Logistically, it is tough for fuel providers to properly vet the fuel, creating a lapse in time between intended fuel quality and the actual fuel quality the consumers may receive.
This is why it is important for consumers to be vigilant regarding the fuel quality they receive.
How Do I Know I Need To Polish My Fuel?
There are a number of ways to determine if the fuel you have stored is in need of polishing. With fuel quality being so important to operational reliability, it should be a priority for maintaining the integrity of this critical energy source.

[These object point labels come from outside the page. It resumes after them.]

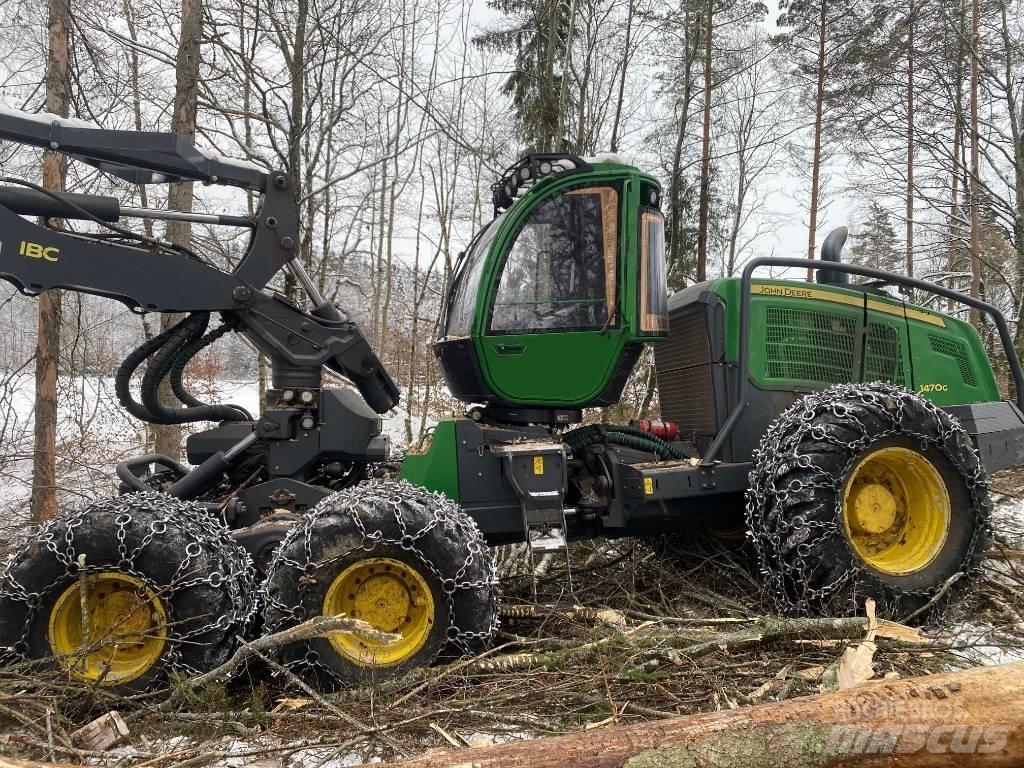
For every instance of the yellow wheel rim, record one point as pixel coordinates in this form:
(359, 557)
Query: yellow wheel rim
(125, 632)
(896, 510)
(391, 596)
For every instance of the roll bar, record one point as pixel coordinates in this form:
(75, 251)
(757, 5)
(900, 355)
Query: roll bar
(866, 271)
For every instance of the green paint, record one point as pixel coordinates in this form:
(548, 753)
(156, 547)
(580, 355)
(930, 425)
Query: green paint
(812, 336)
(437, 469)
(565, 369)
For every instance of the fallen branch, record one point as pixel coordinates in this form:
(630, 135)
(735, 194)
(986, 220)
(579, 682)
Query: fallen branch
(312, 628)
(937, 720)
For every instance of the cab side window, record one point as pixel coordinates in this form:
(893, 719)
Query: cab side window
(560, 272)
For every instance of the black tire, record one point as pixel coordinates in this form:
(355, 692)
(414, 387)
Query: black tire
(795, 503)
(426, 532)
(176, 550)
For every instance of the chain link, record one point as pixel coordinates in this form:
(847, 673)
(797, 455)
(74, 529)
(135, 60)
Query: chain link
(370, 508)
(786, 476)
(203, 539)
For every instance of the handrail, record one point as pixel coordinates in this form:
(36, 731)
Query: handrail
(866, 271)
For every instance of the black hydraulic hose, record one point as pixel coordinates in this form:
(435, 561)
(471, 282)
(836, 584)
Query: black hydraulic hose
(181, 336)
(122, 380)
(580, 438)
(182, 358)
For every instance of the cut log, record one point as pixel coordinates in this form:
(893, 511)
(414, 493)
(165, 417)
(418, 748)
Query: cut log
(975, 718)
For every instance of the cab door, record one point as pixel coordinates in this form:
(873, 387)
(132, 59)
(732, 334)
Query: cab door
(553, 333)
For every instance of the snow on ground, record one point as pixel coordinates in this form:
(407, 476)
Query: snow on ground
(94, 433)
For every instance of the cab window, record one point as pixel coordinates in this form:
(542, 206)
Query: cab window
(559, 273)
(653, 285)
(466, 281)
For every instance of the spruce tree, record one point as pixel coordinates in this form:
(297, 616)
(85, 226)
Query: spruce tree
(537, 34)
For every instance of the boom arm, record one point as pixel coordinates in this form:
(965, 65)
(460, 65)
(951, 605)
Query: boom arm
(150, 275)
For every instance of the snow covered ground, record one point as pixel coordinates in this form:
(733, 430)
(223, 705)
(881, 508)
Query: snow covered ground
(94, 433)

The most accurate way to know if your fuel is contaminated is to sample the fuel and get it tested for microbial growth and other forms of contamination.
Many testing labs can take more than a few days to receive, test, and report on the results of the tested fuel sample. There are alternatives to this method of testing, and FUELSTAT® instant fuel test kits are available to test fuel on-site and report results within fifteen minutes.
This testing method not only reports results quickly but eliminates the possibility of inaccurate results due to the time it may take for the samples to be tested.
When testing is not an immediate option to determine fuel quality, there are also ways to tell visually and operationally if the fuel quality isn’t where it needs to be.
If engine filter changes are becoming more frequent than usual, the buildup of fuel contamination can likely be the cause. If large amounts of thick sludge are found in your filters, it is likely that there is a much greater presence of sludge within the fuel tank.
When the equipment/engines that the fuel is supplying experiences rough idles, operational inconsistencies, or smoke, contaminated fuel may also be the culprit of these issues.
Visually, clean fuel will be yellow, orange, or red in hue (depending on fuel type and dye) and shouldn’t be extremely cloudy or difficult to see through. When fuel has been sitting for a prolonged period of time (6 months or longer), it is best practice to polish the fuel as stored fuel becomes more susceptible to degradation and contamination over long periods of time.
How Often Should I Polish My Fuel?
Fuel polishing cycles can vary between volume and conditions, but there are a few recommended best practices known to keep fuel within the desired fuel quality range.
There are two types of fuel polishing systems, mobile and automated.
Mobile fuel polishing systems are often mounted on a cart or trailer and are brought on-site to the fuel storage tank(s) periodically to polish the fuel. The portability of these systems allows one fuel polishing cart to service multiple tanks.
If mobile systems are not used often enough, this could cause the fuel in the storage tanks to fall out of the desired fuel quality specification.
Depending how many fuel tanks are in need of polishing, a single mobile system may not be practical enough to keep all of the fuel within the desired fuel quality specification.
Automated fuel polishing systems are typically mounted near the fuel storage tank and have programmable features that allow for fuel polishing schedules to be determined and executed without human intervention.
This outshines mobile systems in that the fuel is routinely being cycled through the polishing system. In doing so, the fuel does not sit for long periods of time, preventing degradation and contamination.
What To Remember About Fuel Polishing
Biocides are not an effective alternative to fuel polishing when combating fuel contamination. Fuel polishing is critical to maintaining the operational integrity of your energy source.
Contaminated fuel can spell disaster in many applications, and by prioritizing fuel cleanliness you are increasing the overall reliability of your engine, equipment, site, or facility.
By creating a fuel maintenance procedure that includes fuel polishing, the stored fuel can last much longer than if it wasn't being polished. Keeping the fuel free from harmful contaminants allows the fuel to be a long-term reliable energy source that is less likely to harm the equipment it is meant to supply.